Nesterenko is a professional who speaks to professionals with all the clarity and ambiguity required by his topic. That last line leaves open to question what the lawyer in Medvedev was doing in Oslo, and to whom he thought he was speaking.

It looks like he gulled the Financial Times though. That newspaper, which likes to depict Medvedev as its preferred candidate to rule Russia, compared with the man who really does, editorialized on April 30: “The two countries’ maritime frontier was in dispute until this week. The contested area – west of the equidistant line between the territories but within the cone from Russia’s coast to the North pole – is to be divided equally, giving each country full sovereignty on its side of the division. Ending the
aberration of undefined borders is of intrinsic political benefit to both countries.”

In case the readers of the FT failed to grasp the global significance of Medvedev’s triumph over a century of provincial or colonial aberration, the London promotion claims that nothing legal now stands in the way of the Norweg appetite: “Many will be more immediately excited by the prospect that the compromise, agreed during a visit to Oslo by the Russian president, Dmitry Medvedev, throws the door open to oil and gas production in a large swath of the Barents Sea.

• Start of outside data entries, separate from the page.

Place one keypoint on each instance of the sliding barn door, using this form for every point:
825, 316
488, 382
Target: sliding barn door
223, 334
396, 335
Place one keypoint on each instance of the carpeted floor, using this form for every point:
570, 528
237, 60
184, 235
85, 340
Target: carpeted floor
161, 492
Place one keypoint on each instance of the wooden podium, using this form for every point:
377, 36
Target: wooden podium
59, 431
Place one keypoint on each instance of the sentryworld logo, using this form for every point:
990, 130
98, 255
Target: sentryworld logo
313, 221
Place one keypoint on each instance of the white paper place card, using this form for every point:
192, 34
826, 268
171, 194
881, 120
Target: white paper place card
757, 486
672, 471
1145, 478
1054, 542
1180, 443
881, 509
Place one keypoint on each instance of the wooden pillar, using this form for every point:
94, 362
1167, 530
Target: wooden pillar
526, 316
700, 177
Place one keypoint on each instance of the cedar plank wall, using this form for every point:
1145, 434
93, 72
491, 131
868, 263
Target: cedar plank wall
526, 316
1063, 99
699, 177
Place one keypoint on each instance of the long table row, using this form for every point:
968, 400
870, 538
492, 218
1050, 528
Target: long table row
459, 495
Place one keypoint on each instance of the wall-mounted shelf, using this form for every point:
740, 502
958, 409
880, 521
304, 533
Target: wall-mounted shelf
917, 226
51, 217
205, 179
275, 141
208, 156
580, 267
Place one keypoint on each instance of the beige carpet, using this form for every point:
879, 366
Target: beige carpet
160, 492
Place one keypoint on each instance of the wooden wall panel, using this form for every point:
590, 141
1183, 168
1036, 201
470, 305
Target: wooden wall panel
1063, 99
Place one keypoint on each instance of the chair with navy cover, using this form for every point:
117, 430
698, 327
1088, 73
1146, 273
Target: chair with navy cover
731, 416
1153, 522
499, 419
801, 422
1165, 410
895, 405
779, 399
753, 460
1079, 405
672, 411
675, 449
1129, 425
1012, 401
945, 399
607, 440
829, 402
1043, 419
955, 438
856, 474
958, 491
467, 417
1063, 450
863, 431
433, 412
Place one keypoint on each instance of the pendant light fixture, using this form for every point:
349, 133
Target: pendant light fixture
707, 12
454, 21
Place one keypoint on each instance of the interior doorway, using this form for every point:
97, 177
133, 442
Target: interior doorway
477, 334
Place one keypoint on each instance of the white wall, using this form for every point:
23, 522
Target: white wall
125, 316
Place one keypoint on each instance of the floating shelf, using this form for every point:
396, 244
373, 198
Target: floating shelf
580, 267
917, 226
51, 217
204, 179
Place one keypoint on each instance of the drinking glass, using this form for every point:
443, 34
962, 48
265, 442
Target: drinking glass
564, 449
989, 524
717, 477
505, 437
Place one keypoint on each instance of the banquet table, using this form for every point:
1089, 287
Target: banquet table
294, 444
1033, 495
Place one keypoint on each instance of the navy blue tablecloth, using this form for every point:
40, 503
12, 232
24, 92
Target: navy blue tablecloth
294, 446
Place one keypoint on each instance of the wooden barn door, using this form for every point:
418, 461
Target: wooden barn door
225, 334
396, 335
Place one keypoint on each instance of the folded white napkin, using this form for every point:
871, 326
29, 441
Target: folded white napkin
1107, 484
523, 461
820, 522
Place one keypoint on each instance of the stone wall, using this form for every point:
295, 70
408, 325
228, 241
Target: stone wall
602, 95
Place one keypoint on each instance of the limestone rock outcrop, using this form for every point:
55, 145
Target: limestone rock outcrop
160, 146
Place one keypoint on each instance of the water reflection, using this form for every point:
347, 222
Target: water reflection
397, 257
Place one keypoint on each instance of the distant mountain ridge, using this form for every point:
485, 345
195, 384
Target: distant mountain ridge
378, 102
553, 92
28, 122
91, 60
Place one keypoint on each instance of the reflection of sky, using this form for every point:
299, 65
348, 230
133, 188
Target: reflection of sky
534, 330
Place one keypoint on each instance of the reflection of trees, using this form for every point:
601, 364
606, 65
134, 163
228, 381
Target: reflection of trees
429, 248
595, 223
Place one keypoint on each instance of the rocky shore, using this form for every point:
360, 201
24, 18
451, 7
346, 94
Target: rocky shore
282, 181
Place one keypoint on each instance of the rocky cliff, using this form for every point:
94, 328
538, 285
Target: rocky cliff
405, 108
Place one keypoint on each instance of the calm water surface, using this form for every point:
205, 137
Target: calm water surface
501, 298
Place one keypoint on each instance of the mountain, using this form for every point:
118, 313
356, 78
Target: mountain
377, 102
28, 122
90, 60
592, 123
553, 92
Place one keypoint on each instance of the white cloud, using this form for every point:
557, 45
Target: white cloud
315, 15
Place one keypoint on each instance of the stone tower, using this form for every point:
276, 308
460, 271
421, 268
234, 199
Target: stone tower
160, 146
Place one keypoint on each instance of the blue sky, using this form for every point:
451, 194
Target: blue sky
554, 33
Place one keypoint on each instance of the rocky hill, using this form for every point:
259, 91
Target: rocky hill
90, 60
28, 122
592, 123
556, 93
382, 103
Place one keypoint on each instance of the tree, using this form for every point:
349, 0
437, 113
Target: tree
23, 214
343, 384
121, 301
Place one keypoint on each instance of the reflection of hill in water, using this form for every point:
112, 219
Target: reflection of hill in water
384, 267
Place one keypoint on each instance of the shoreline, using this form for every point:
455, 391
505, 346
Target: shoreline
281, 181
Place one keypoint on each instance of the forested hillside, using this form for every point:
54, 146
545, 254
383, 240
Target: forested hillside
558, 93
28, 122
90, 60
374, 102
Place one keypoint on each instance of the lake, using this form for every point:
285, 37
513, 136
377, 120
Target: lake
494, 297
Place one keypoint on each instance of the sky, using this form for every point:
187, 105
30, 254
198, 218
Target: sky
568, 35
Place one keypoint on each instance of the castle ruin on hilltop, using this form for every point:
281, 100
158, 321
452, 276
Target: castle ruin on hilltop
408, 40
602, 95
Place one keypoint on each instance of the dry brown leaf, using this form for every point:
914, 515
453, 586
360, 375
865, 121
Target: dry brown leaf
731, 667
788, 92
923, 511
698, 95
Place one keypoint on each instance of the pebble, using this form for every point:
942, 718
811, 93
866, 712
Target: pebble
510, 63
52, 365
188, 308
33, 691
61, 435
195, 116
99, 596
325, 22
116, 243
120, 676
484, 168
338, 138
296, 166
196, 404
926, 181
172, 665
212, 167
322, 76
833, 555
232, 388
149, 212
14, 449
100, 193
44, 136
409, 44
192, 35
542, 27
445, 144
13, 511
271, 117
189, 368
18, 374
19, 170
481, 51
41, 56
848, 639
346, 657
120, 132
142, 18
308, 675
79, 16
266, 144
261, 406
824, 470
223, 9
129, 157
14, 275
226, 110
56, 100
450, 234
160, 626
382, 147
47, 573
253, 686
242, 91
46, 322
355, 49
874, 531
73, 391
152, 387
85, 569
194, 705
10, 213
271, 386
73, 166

Further exploration and eventual extraction of resources is no longer hindered by legal uncertainties. Stopping this sea from lying fallow may bring significant new revenues – especially to Russia, whose side is thought to hold more resources – and opportunities for Norway’s oil companies, hungry for new pastures to replace their dwindling North Sea reserves.

“The political reward for Russia is particularly important. Showing that it can pursue its national interest within accepted legal rules makes it harder to dismiss it as a land-grabbing colonial power from the 19th century. Accepting this deal – which Norway has probably been willing to conclude for years – matches Russia’s new tendency to adopt a mellower tone in how it conducts foreign policy elsewhere.

“It is to be hoped that the Russian leadership is reconsidering Machiavelli’s advice that it is better to be feared than loved. A firm commitment to the rule of law can help Russia achieve more of its goals – if it practises it as much at home and with other states as it does with Norway.”

There is one postscript to the FT’s enthusiasm for unrestrained offshore oil drilling by those untutored by Machiavelli, which the newspaper editorialist omitted to disclose. And that is the promotion of the former FT editor Andrew Gowers to current spokesman of British Petroleum (BP). As the largest oilspill ever to strike the coast of the United States heads from BP’s exploded wellhead in the Gulf of Mexico, Gowers said: “We are 150 per cent focused on fighting it below the sea, by stopping the well that’s leaking. We’re concentrated in fighting it in the offshore, containing and preventing the slick from spreading and we’re focused on preventing it from reaching the shore and as it does reach the shore, minimising and cleaning up the damage.”